Фрика холодно простилась с ренегатами. Для нее они были ренегаты, ни больше ни меньше. Похоже, она снова собиралась взобраться на помост.
— Быстрей, — сказал Белаква, — пока не началось.
Он встал и выбрался из окружения стульев. Пропустив ее вперед, он вышел из пыточной камеры в холл. За ними ринулась Фрика. Злоба била из нее фонтаном. Заметив, что Альба склонна проявить любезность, он сказал громким, яростным голосом, бояться ему было нечего (потом говорили, что этот крик донесся даже до тугоухих):
— Выйдешь ты, во имя милосердного Господа, из всего этого?

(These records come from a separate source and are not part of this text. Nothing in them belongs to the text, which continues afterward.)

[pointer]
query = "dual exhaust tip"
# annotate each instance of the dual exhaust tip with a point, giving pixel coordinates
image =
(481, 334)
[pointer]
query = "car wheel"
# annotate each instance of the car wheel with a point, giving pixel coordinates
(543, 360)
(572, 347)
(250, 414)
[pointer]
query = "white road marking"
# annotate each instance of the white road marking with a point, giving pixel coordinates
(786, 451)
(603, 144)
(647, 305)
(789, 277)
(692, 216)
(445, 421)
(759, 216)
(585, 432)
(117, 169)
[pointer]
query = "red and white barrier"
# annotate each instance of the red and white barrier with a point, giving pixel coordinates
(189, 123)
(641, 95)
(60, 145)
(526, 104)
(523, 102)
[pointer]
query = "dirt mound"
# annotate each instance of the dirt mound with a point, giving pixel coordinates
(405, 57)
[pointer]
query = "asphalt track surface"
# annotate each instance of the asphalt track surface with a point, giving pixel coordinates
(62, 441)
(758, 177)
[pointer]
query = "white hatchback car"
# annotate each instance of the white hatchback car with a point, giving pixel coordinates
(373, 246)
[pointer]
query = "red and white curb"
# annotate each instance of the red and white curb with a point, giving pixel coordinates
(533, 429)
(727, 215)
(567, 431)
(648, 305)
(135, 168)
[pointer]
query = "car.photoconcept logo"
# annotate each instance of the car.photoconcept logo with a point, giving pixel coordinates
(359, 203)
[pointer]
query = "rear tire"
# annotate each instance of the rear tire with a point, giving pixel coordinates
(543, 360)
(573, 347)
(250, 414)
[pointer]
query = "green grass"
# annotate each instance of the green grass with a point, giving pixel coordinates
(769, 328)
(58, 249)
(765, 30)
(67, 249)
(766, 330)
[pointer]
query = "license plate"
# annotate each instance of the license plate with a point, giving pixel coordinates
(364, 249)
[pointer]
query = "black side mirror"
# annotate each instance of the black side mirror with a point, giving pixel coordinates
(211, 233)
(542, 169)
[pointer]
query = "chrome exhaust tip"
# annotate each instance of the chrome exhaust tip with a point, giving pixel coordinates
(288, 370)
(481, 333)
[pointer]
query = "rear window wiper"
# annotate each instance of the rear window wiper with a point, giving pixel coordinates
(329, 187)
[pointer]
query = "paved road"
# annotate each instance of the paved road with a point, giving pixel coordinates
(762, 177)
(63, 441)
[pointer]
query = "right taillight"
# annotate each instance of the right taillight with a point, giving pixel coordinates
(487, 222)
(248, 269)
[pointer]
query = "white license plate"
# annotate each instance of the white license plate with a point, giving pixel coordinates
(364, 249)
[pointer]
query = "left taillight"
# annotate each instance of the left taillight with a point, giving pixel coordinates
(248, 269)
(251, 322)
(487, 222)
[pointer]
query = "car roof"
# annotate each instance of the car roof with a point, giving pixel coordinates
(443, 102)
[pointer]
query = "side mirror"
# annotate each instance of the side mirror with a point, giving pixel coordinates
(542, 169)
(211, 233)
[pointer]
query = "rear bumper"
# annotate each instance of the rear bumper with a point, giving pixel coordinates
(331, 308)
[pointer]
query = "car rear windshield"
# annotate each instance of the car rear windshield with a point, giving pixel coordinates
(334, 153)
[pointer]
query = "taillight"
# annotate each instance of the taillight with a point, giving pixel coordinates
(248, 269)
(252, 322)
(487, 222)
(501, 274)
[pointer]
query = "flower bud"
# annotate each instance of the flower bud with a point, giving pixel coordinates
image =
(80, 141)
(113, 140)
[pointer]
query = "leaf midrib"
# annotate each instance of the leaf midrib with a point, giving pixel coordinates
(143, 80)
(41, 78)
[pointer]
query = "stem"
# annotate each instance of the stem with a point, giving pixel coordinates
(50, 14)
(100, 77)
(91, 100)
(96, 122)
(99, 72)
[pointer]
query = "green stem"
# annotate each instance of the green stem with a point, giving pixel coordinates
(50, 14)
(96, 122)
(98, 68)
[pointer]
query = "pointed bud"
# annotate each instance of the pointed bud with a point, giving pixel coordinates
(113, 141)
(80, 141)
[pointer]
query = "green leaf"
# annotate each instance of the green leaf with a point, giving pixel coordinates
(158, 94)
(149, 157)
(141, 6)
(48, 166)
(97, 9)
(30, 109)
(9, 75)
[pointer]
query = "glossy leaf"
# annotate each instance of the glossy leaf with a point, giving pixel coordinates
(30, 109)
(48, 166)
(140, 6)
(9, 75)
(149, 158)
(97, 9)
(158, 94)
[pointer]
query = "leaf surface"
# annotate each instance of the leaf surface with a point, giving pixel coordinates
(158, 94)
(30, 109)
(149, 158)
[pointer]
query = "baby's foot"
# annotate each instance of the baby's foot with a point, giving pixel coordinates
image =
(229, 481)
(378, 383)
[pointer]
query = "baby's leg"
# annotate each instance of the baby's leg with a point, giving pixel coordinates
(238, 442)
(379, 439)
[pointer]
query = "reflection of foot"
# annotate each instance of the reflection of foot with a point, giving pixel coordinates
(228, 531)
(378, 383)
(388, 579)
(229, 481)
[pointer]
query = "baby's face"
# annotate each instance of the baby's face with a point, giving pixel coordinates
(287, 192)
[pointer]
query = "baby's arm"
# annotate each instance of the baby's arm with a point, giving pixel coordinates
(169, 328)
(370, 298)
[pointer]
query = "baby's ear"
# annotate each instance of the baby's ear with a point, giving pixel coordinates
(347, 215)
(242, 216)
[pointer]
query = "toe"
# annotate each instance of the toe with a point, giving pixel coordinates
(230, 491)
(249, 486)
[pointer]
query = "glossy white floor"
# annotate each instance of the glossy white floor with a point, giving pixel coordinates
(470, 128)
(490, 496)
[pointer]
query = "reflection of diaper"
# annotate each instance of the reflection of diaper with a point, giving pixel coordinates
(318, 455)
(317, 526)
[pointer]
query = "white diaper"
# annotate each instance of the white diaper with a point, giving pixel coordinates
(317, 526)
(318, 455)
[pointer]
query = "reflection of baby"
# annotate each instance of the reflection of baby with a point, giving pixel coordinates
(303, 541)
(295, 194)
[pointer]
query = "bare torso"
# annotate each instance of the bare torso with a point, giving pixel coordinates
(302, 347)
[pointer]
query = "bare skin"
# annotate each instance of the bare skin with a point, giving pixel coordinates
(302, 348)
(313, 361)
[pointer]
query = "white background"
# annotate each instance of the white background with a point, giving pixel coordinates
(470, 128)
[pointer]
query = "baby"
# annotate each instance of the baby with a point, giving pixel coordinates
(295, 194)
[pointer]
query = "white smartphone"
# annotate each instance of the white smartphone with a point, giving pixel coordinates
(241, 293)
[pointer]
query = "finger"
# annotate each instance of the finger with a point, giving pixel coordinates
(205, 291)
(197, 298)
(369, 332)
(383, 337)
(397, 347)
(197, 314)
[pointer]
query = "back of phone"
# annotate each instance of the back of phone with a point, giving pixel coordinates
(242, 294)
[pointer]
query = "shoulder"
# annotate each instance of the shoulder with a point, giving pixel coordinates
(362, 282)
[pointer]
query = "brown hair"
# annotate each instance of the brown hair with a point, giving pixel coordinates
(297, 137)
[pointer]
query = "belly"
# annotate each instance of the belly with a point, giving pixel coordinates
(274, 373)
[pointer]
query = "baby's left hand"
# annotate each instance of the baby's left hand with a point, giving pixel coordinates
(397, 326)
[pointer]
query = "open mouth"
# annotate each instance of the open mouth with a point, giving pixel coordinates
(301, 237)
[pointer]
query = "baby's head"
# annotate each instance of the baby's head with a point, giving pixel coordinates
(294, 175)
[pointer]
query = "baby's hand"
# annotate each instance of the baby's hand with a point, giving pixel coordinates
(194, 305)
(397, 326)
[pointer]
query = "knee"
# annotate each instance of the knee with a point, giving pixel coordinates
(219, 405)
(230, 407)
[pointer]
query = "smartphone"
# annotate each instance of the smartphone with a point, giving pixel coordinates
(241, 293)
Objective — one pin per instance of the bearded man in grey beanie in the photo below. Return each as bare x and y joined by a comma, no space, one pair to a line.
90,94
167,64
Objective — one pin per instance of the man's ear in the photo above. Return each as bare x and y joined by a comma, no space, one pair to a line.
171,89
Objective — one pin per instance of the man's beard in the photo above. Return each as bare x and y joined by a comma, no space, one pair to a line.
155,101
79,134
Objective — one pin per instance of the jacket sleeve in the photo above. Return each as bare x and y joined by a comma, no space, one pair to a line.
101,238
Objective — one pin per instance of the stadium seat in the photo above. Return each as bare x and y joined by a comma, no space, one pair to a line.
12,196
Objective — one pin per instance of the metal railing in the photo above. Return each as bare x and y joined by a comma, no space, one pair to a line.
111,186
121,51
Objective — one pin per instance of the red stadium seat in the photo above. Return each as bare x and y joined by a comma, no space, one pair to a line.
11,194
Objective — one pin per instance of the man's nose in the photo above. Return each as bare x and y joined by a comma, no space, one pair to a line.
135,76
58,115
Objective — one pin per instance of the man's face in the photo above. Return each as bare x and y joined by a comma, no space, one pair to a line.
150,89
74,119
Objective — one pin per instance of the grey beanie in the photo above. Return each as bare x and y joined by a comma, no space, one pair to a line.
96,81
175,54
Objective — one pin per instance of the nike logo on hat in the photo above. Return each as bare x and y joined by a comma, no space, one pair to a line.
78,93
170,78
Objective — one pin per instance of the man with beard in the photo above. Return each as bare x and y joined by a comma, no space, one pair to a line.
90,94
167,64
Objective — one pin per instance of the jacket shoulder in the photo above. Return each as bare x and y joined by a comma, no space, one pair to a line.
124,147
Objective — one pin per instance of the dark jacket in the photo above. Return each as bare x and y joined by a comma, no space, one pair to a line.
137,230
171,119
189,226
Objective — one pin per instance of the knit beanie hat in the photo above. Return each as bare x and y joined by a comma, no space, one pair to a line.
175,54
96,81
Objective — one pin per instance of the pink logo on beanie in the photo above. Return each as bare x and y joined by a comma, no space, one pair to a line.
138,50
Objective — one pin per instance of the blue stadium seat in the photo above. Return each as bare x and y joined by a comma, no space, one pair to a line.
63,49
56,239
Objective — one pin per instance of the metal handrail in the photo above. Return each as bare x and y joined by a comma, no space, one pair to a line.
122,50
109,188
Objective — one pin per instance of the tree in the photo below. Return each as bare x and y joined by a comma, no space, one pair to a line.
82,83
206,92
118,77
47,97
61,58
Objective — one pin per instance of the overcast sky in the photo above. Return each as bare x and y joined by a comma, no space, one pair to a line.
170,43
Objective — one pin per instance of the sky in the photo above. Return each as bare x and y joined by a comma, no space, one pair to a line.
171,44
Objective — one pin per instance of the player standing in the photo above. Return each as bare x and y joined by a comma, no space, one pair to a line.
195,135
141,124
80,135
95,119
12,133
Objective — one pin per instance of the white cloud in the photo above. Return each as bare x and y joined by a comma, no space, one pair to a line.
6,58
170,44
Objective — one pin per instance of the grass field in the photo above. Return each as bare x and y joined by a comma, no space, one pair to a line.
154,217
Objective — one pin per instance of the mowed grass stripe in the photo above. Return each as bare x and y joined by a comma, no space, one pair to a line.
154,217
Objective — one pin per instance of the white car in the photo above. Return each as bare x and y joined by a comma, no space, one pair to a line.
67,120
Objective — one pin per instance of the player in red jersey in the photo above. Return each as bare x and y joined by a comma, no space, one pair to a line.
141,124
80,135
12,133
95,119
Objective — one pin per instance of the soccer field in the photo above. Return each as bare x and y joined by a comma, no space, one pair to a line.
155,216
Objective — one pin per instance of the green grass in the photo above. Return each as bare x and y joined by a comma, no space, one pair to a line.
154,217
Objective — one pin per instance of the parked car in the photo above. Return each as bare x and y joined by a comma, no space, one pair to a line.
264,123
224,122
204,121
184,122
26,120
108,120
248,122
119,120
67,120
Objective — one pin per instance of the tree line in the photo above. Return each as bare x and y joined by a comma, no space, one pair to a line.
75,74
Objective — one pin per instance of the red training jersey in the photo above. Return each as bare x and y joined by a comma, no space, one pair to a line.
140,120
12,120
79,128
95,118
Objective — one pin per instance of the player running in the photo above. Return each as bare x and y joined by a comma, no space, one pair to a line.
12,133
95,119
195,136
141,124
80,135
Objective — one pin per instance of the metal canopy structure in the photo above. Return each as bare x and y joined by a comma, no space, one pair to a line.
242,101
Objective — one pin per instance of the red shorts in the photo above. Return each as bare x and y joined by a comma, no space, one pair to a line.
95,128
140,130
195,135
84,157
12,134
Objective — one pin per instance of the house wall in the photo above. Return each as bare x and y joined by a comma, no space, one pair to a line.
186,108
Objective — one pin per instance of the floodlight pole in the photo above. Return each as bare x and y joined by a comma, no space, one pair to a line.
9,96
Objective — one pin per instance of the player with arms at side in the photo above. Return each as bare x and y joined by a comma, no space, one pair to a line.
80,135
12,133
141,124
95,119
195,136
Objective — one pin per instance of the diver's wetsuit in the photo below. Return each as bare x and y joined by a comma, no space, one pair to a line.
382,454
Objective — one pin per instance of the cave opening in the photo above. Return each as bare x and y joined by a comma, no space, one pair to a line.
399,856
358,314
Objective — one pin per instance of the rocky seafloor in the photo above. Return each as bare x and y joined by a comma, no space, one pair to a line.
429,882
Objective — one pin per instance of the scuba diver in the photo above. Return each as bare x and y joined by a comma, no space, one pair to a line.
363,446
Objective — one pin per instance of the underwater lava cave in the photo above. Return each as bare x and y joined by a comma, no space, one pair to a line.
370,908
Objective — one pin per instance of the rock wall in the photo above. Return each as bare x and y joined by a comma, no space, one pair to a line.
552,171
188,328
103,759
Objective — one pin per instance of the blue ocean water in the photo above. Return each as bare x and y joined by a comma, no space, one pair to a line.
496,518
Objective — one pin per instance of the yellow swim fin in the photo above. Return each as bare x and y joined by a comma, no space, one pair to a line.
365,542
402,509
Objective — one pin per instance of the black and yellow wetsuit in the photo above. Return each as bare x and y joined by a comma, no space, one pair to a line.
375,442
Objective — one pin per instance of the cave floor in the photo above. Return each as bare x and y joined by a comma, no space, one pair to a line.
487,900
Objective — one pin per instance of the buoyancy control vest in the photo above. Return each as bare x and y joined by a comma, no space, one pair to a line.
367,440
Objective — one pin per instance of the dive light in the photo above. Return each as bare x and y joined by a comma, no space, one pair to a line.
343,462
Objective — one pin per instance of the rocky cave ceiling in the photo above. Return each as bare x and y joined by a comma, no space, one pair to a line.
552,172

В молчании они доехали до ее дома на такси. Je t'adore a regal…
— Ты могла бы с ним расплатиться? — сказал он, когда они прибыли на место. — Я истратил последние гроши на бутылку.
Она вынула из сумочки деньги, передала ему, и он расплатился с шофером. Они стояли, друг подле друга, на дороге перед калиткой. Дождь перестал.
— Что ж, — произнес он, намереваясь, самое большее, запечатлеть на ее руке целомудренный поцелуй, и, удалившись на своих загубленных ногах, тем и покончить. Но она отстранилась и отперла калитку.
Tire la chevillette, la bobinette cherra.[503]
— Входи, — сказала она, — здесь камин и бутылка.
Он вошел. Она наполнила два бокала и помешала угли кочергой, а потом села, откинувшись на спинку стула, а он сел на пол, повернувшись к ней спиной.
Голос Грока…
И
Снова пошел дождь, и теперь он не прекратится всю ночь, до утра. Опасались, что утро может выглядеть уставшим и что воздух, внезапно разбуженный, с большой неохотой впустит свет дня. Даже для Дублина, где соответствующая времени года погода — скорее исключение, чем правило, то Рождество выдалось необыкновенно дождливым. Лейпцигская проститутка, которой спустя несколько недель Белаква рассказывал, по случаю, о наших декабрьских ливнях, воскликнула: «Himmisacrakriizidirkenjesusmariaundjosefundbliitigeskreuz!»[504]
504
Букв.: «Небосвятойкрестйезусмарияииосифичертитреклятые!» Агглютинация немецких слов и библейских имен. Беккет иронизирует над так называемыми «громовыми словами» из джойсовских «Поминок по Финнегану».